In a statement announcing its appeal, Twin Metals stated “Last week, the federal government took back-to-back actions that threaten the future of thousands of jobs in northern Minnesota and the ability of the United States to produce the minerals necessary to combat climate change and secure domestic supply chains, contradicting the Biden Administration’s own priorities.
“The rejection of the preference right lease applications and prospecting permit applications was both politically motivated and completely unnecessary,” said Julie Padilla, Twin Metals Chief Regulatory Officer. “This tells us that the federal government has no intention to listen to science, and it also makes clear that opponents of copper-nickel mining are afraid that the established environmental review process already underway for our project would show that a modern copper-nickel mine can be safe for the environment and should be permitted.”
The Forest Service will also restart a previously canceled study of the environmental, cultural and economic impacts of mining near the Boundary Waters.
Notice of the withdrawal will lead to a 90-day public comment period, and a final decision could take two years.
Opponents of the Twin Metals project are also fighting the Trump Administration’s reinstatement and renewal of long-held mineral leases. That remains in litigation.
The company formally submitted its mine proposal to state and federal agencies in late 2019. This proposal was the culmination of more than a decade of engineering, hydrogeological, environmental and engagement work including the evaluation of dozens of project-specific configurations and technologies that maximize environmental protection.
Since Twin Metals’ mine plan submittal, company officials say they and their contractors “have produced in excess of 25,000 pages of scientific baseline data and environmental analyses on the specifics of the Twin Metals project to support the state and federal agencies for the environmental review process. However, regulators have failed to advance that process.”

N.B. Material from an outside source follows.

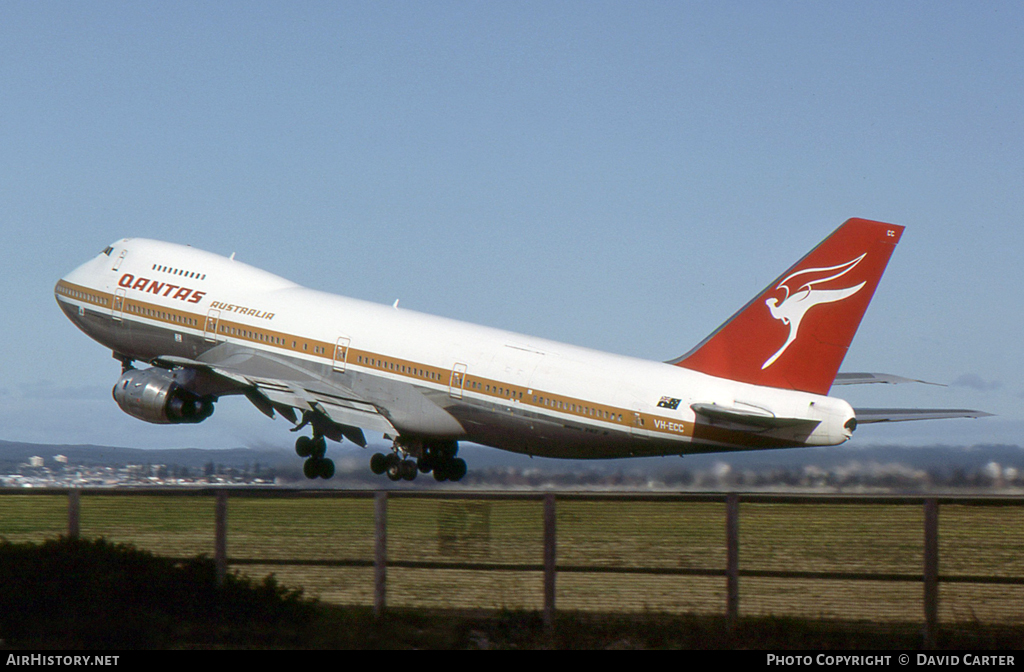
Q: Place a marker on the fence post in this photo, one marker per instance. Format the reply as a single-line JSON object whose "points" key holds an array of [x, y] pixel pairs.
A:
{"points": [[220, 537], [731, 559], [549, 560], [380, 552], [931, 570], [74, 511]]}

Twin Metals contends the minerals it proposes to mine – copper, nickel, cobalt and platinum group metals – are needed for clean energy technologies that are essential to combat climate change and secure domestic supply chains.
The Twin Metals project near Birch Lake has been largely supported by local officials but faces continued opposition from a coalition of environmental groups including the Campaign to Save the Boundary Waters.
They’ve sought both state and federal action to torpedo the project and contend it would pollute the nearby BWCAW and ravage the region’s tourism and amenity-based economies.
U.S. Rep. Betty McCollum (D-Minnesota) has introduced legislation that would ban mining on more than 200,000 acres of national Forest land and also derail Twin Metals, but the bill’s prospects are dim in the U.S. Senate.
Twin Metals remains in the development stage and is controlled by Chilean mining giant Antofagasta. The company has pressed for the government to follow existing regulatory processes and has promised to meet and exceed all environmental standards.
Should it come to fruition, the project is expected to bring hundreds of new high-paying mining jobs to the region, as well as spinoff employment.